I absolutely loved what she had to say in her posts and more or less devoured everything I could in three hours (and I read fast, so that was about 90% of her posts). While in the midst of this veritable feast for my mind and imagination, I came across one of her posts on deliberate practise, which linked to a post on Study Hacks on the same subject, and I was like: “Hey! This deliberate practise thing sounds exactly like what I’ve been needing to give me a boost in my writing skills” -not that I think that I’m a terrible writer or anything, I just love it when I find a practical way to get even better at something that I adore doing.
I got to thinking about this idea, and it really excited me. So, I started a little blog where I’d introduce and exercise, and then I’d do it on a regular basis until I’ve learned what I can from that exercise for that time, at which point I’d start a new exercise. Since it was really just for me, I didn’t tell anyone on the internet about it, and only told some of my friends and family, people who might be interested in writing-related activities.
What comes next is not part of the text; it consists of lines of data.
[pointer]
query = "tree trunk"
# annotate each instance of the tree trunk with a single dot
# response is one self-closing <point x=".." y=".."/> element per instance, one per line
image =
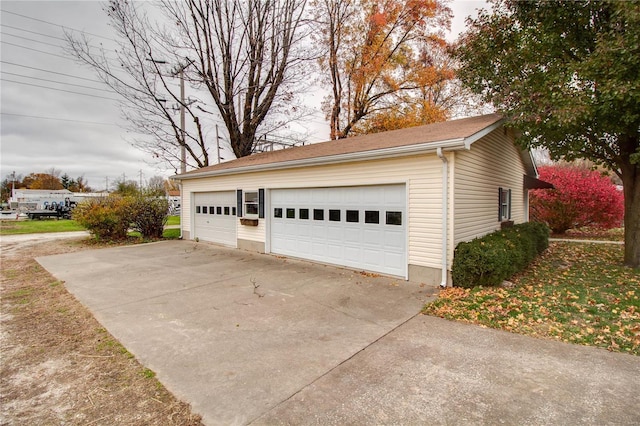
<point x="631" y="182"/>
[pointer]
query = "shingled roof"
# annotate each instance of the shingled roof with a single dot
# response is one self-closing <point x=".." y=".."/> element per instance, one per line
<point x="436" y="134"/>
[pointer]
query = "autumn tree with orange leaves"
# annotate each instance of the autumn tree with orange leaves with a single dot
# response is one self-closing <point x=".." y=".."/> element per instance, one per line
<point x="385" y="63"/>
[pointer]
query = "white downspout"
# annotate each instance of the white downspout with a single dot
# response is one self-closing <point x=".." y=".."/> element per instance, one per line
<point x="445" y="213"/>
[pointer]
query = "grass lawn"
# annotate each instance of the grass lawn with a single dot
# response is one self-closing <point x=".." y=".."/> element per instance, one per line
<point x="12" y="227"/>
<point x="574" y="292"/>
<point x="173" y="220"/>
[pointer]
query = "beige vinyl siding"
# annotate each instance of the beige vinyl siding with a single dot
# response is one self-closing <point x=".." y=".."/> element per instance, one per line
<point x="421" y="173"/>
<point x="493" y="162"/>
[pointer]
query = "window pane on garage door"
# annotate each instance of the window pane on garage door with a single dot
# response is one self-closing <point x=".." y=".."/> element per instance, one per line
<point x="213" y="221"/>
<point x="360" y="227"/>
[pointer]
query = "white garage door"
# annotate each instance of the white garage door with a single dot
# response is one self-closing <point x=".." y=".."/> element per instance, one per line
<point x="215" y="217"/>
<point x="360" y="227"/>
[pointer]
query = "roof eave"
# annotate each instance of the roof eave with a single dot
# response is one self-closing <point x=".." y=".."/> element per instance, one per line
<point x="424" y="148"/>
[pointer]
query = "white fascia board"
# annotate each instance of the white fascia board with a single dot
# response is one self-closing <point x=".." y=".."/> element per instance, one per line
<point x="430" y="147"/>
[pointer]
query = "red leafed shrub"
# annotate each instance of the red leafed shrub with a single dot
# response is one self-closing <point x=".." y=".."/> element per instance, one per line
<point x="581" y="198"/>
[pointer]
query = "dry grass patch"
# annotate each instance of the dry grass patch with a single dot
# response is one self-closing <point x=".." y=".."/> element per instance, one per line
<point x="59" y="366"/>
<point x="575" y="292"/>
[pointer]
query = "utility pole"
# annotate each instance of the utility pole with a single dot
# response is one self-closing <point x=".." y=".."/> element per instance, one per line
<point x="217" y="146"/>
<point x="183" y="153"/>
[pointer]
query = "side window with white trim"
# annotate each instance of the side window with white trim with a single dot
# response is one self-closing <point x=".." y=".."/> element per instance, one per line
<point x="251" y="203"/>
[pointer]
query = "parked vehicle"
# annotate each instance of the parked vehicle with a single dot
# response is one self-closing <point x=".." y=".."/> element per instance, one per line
<point x="53" y="210"/>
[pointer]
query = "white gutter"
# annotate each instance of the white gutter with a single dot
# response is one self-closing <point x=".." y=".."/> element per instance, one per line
<point x="445" y="214"/>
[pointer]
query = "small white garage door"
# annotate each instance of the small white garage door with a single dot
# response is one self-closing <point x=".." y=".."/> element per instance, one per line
<point x="360" y="227"/>
<point x="215" y="217"/>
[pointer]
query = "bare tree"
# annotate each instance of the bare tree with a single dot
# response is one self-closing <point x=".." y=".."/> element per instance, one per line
<point x="245" y="58"/>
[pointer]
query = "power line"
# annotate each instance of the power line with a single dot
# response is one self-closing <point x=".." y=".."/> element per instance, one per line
<point x="56" y="25"/>
<point x="48" y="36"/>
<point x="30" y="39"/>
<point x="32" y="32"/>
<point x="49" y="71"/>
<point x="60" y="90"/>
<point x="58" y="82"/>
<point x="59" y="119"/>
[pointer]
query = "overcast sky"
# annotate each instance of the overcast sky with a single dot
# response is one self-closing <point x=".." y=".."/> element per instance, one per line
<point x="77" y="129"/>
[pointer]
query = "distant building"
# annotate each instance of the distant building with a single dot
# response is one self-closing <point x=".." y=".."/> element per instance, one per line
<point x="34" y="199"/>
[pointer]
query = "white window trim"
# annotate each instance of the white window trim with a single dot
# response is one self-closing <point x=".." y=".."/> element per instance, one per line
<point x="245" y="204"/>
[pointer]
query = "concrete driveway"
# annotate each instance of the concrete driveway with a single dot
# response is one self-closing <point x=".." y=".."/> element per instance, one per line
<point x="248" y="338"/>
<point x="231" y="332"/>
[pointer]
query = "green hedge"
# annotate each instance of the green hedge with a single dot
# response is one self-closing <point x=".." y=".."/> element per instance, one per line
<point x="110" y="218"/>
<point x="489" y="260"/>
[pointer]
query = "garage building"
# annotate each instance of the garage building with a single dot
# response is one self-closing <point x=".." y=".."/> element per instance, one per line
<point x="395" y="203"/>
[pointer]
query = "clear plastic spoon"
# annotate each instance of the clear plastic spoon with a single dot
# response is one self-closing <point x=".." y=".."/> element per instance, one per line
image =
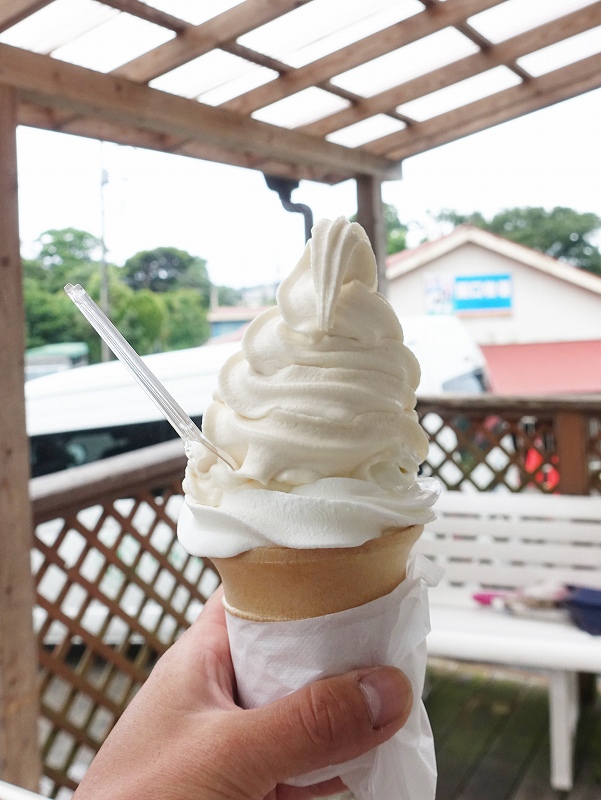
<point x="173" y="412"/>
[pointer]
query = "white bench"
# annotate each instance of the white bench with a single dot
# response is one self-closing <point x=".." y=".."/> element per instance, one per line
<point x="505" y="541"/>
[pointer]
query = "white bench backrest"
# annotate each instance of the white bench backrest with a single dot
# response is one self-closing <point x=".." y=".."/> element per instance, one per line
<point x="507" y="541"/>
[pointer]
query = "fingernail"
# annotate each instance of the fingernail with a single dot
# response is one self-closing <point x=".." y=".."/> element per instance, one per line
<point x="387" y="694"/>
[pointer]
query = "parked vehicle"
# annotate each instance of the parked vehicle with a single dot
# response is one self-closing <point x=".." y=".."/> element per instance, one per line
<point x="83" y="415"/>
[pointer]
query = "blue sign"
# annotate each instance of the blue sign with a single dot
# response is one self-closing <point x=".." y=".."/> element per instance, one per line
<point x="483" y="294"/>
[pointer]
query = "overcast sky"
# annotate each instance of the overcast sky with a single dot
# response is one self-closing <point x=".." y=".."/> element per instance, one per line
<point x="229" y="217"/>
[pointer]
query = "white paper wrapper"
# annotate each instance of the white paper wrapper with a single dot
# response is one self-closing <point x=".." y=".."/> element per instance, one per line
<point x="273" y="659"/>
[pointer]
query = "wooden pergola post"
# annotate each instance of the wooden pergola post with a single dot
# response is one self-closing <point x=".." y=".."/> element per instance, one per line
<point x="19" y="756"/>
<point x="370" y="214"/>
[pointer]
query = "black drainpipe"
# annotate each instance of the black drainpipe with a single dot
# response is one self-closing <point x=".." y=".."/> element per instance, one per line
<point x="284" y="188"/>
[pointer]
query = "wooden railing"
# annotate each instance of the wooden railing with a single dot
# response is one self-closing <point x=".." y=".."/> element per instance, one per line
<point x="115" y="588"/>
<point x="491" y="443"/>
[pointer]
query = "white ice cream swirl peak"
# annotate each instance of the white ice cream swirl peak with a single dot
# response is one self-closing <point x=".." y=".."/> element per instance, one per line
<point x="317" y="408"/>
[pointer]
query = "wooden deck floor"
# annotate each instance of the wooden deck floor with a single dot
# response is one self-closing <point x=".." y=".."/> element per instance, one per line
<point x="491" y="733"/>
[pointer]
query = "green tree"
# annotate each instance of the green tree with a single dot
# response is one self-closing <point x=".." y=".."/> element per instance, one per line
<point x="562" y="233"/>
<point x="140" y="317"/>
<point x="396" y="232"/>
<point x="167" y="268"/>
<point x="49" y="316"/>
<point x="226" y="296"/>
<point x="67" y="255"/>
<point x="185" y="323"/>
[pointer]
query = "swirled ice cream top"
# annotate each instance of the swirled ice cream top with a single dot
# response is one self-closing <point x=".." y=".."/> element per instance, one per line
<point x="318" y="411"/>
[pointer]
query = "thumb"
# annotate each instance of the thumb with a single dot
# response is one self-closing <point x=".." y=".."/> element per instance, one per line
<point x="328" y="722"/>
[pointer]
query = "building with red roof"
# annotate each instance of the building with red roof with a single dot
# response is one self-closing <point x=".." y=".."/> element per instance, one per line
<point x="537" y="319"/>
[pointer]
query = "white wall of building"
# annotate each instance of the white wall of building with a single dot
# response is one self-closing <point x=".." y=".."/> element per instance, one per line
<point x="544" y="308"/>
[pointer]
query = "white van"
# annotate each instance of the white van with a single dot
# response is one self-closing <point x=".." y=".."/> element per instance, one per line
<point x="97" y="411"/>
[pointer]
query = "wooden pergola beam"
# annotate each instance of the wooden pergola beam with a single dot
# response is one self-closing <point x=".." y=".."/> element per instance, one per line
<point x="317" y="72"/>
<point x="13" y="11"/>
<point x="537" y="93"/>
<point x="200" y="39"/>
<point x="83" y="92"/>
<point x="48" y="119"/>
<point x="143" y="11"/>
<point x="501" y="54"/>
<point x="370" y="215"/>
<point x="19" y="757"/>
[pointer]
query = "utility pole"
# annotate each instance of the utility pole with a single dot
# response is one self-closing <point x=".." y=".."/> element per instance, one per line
<point x="105" y="303"/>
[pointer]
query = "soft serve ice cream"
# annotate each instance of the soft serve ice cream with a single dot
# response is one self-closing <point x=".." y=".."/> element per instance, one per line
<point x="318" y="411"/>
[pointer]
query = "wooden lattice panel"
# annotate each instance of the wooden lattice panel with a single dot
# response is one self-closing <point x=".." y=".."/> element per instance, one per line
<point x="114" y="590"/>
<point x="481" y="452"/>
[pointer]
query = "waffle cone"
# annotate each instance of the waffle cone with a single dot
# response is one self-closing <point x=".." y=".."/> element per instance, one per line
<point x="271" y="584"/>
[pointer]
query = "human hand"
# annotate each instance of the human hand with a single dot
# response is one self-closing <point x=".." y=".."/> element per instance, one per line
<point x="183" y="737"/>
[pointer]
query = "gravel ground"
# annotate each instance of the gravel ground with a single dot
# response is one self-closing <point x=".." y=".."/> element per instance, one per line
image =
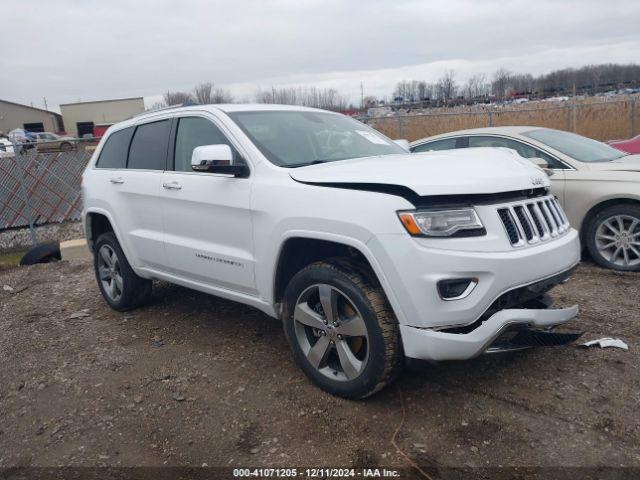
<point x="193" y="379"/>
<point x="55" y="232"/>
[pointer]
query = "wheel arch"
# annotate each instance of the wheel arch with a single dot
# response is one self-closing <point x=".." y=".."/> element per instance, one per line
<point x="97" y="222"/>
<point x="298" y="251"/>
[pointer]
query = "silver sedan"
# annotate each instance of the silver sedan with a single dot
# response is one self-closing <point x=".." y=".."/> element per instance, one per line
<point x="598" y="186"/>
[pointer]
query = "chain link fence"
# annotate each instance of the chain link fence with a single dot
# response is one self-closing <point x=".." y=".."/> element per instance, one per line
<point x="40" y="183"/>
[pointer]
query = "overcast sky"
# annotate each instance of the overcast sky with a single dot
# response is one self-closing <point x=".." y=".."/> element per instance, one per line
<point x="70" y="50"/>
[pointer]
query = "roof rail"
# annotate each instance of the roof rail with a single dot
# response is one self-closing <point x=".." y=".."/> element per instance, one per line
<point x="162" y="109"/>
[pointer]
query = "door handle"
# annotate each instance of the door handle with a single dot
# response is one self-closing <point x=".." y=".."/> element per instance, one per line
<point x="172" y="186"/>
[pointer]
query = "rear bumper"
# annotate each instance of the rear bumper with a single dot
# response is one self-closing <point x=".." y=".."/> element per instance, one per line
<point x="427" y="344"/>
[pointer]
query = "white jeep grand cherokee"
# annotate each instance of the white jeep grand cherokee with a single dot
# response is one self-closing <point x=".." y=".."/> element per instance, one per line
<point x="367" y="253"/>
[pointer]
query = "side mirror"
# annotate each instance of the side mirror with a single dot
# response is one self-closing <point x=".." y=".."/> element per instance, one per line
<point x="216" y="159"/>
<point x="543" y="164"/>
<point x="403" y="143"/>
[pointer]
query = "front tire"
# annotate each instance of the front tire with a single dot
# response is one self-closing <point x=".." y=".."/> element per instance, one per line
<point x="342" y="331"/>
<point x="120" y="286"/>
<point x="613" y="237"/>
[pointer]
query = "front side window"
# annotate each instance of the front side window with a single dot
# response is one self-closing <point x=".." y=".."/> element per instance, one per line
<point x="114" y="151"/>
<point x="524" y="150"/>
<point x="299" y="138"/>
<point x="195" y="132"/>
<point x="575" y="146"/>
<point x="149" y="146"/>
<point x="444" y="144"/>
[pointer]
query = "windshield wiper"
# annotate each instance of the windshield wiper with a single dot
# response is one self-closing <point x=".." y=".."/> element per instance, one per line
<point x="305" y="164"/>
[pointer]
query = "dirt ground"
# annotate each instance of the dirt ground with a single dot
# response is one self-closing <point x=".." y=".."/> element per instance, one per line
<point x="192" y="379"/>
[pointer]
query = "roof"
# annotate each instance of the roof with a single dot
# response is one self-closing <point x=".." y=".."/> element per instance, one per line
<point x="102" y="101"/>
<point x="228" y="108"/>
<point x="30" y="107"/>
<point x="509" y="130"/>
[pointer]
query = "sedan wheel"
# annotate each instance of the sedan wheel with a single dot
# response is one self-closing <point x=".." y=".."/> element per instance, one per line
<point x="618" y="240"/>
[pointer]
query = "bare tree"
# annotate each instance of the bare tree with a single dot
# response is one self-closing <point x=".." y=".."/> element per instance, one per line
<point x="203" y="93"/>
<point x="475" y="86"/>
<point x="220" y="95"/>
<point x="500" y="83"/>
<point x="446" y="86"/>
<point x="177" y="98"/>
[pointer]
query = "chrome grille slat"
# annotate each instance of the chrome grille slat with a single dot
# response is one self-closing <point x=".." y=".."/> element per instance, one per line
<point x="533" y="221"/>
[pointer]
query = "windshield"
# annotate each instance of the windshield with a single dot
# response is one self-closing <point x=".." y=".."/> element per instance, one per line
<point x="575" y="146"/>
<point x="297" y="138"/>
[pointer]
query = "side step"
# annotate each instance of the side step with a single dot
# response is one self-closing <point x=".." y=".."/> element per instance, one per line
<point x="520" y="339"/>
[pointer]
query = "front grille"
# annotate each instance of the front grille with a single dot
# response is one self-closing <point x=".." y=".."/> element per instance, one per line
<point x="533" y="221"/>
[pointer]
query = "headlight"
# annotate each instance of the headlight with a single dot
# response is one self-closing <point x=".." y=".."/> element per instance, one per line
<point x="441" y="223"/>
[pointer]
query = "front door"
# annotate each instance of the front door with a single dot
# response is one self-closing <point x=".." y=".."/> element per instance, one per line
<point x="207" y="217"/>
<point x="138" y="189"/>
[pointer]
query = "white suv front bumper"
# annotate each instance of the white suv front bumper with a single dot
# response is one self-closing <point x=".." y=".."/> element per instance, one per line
<point x="427" y="344"/>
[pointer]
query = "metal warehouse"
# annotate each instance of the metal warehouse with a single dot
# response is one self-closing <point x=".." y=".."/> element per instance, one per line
<point x="93" y="118"/>
<point x="15" y="115"/>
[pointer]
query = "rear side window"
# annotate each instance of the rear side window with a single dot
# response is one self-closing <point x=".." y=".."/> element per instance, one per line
<point x="114" y="152"/>
<point x="149" y="146"/>
<point x="444" y="144"/>
<point x="523" y="150"/>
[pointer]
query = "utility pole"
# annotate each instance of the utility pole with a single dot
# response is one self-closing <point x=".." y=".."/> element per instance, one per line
<point x="573" y="104"/>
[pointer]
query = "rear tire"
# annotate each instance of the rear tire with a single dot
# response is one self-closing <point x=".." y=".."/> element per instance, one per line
<point x="118" y="283"/>
<point x="613" y="237"/>
<point x="361" y="352"/>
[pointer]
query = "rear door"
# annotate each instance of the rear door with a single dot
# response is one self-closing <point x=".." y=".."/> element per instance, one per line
<point x="130" y="170"/>
<point x="207" y="216"/>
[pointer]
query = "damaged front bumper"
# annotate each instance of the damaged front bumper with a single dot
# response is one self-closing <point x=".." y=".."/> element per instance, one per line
<point x="429" y="344"/>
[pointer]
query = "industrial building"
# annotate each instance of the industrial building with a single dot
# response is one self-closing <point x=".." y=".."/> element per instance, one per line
<point x="93" y="118"/>
<point x="15" y="115"/>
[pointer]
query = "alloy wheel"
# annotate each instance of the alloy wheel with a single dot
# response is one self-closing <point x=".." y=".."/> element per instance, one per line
<point x="109" y="272"/>
<point x="618" y="240"/>
<point x="331" y="332"/>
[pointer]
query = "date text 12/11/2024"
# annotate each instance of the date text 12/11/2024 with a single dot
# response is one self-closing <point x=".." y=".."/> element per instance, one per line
<point x="315" y="472"/>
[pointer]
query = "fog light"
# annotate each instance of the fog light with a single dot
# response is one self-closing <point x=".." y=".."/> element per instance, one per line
<point x="456" y="288"/>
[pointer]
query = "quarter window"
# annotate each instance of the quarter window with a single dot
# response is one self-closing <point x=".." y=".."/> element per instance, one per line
<point x="444" y="144"/>
<point x="149" y="146"/>
<point x="114" y="151"/>
<point x="195" y="132"/>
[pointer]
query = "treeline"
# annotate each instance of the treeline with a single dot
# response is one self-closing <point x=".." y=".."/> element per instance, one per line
<point x="505" y="84"/>
<point x="206" y="93"/>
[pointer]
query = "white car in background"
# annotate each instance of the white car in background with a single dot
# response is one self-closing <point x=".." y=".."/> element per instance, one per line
<point x="598" y="186"/>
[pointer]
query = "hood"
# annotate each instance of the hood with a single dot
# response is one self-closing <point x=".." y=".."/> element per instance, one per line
<point x="450" y="172"/>
<point x="628" y="163"/>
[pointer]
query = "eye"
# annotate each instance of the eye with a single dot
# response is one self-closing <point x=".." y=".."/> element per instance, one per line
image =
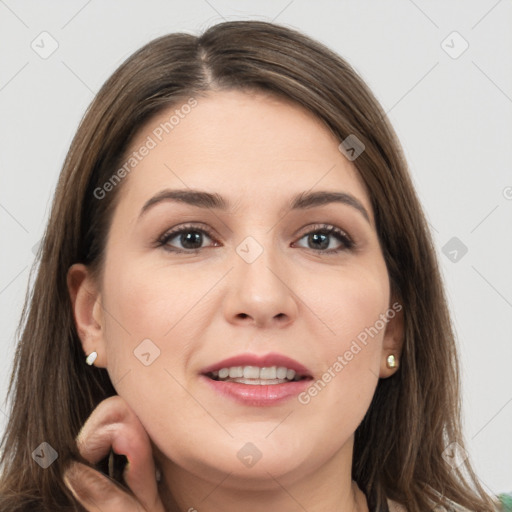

As it turns out, I’ve actually had at least one or two readers from day one who keep coming back. I have no idea who they are or how they found my little practise blog, but it was a pleasant surprise to see that at least one person liked what I was doing enough to keep coming every day (that’s how often I was practising at the beginning; it’s now once a week due to my planning a book series and university), every day, mind you, and read what I’d written. It gave me warm fuzzies to think that there was someone out there that liked what I was doing, even though they’ve most likely never met me. Not only that, but it’s given me courage, which is why I’m telling you all about that blog now. So, without further ado:
Ladies and gentlemen, let me announce to you my new(ish) blog: Arpeggios for Writers*.
It currently consists of eleven pieces of flash fiction, analyses of each, various bits of news, and six parts to a multi-part story which I am still writing (the seventh part will be up in a few hours). Some stories are very bad, but these are outnumbered by those that show quite a bit of promise, and all the analyses result in my learning something new, despite the fact that some are more like rants than anything else.
Also, it has an about page, where you can learn what an arpeggio is, and why I picked the title that I did. I also have a page of helpful links which is tiny now, but I’ll add to it every once in a while as I find articles that I think are, well, helpful. There’s also a snazzy terminology page because I found that, in writing my analyses, I came across phenomena that I didn’t have words for, so I just made them up and hoped they made sense. In case they didn’t, I made this page in order to explain the definitions.
It’s a very nice little blog, and I’m very proud of how it’s coming along. My favourite thing about it is that it’s unpolished. I just write a story and stick it up and that’s okay, because I made the blog to keep me accountable. What I write can fail miserably, and that’s fantastic, because I’m still practising, still learning.
If you’re worried about whether or not you’ll like the stories, then I would suggest you read the “Are You My Reader?”** page on this blog to decide whether or not my writing sounds like your kind of thing. If you’ve been reading this blog, then you’ll probably like the stories on Arpeggios, but I know that some people like to be sure of things ahead of time if they can (I’m one of them).
Also, if you decide you don’t like Arpeggios, then that’s okay. I won’t mind, and neither will it. Just thought I’d give everyone here a chance to check it out. :)
Here’s the link again: http://arpeggiosforwriters.blogspot.com/
*Arpeggios for Writers is now known as Written Arpeggios, and can still be found at the same link.
**This page is now known as “Will You Like My Stories?”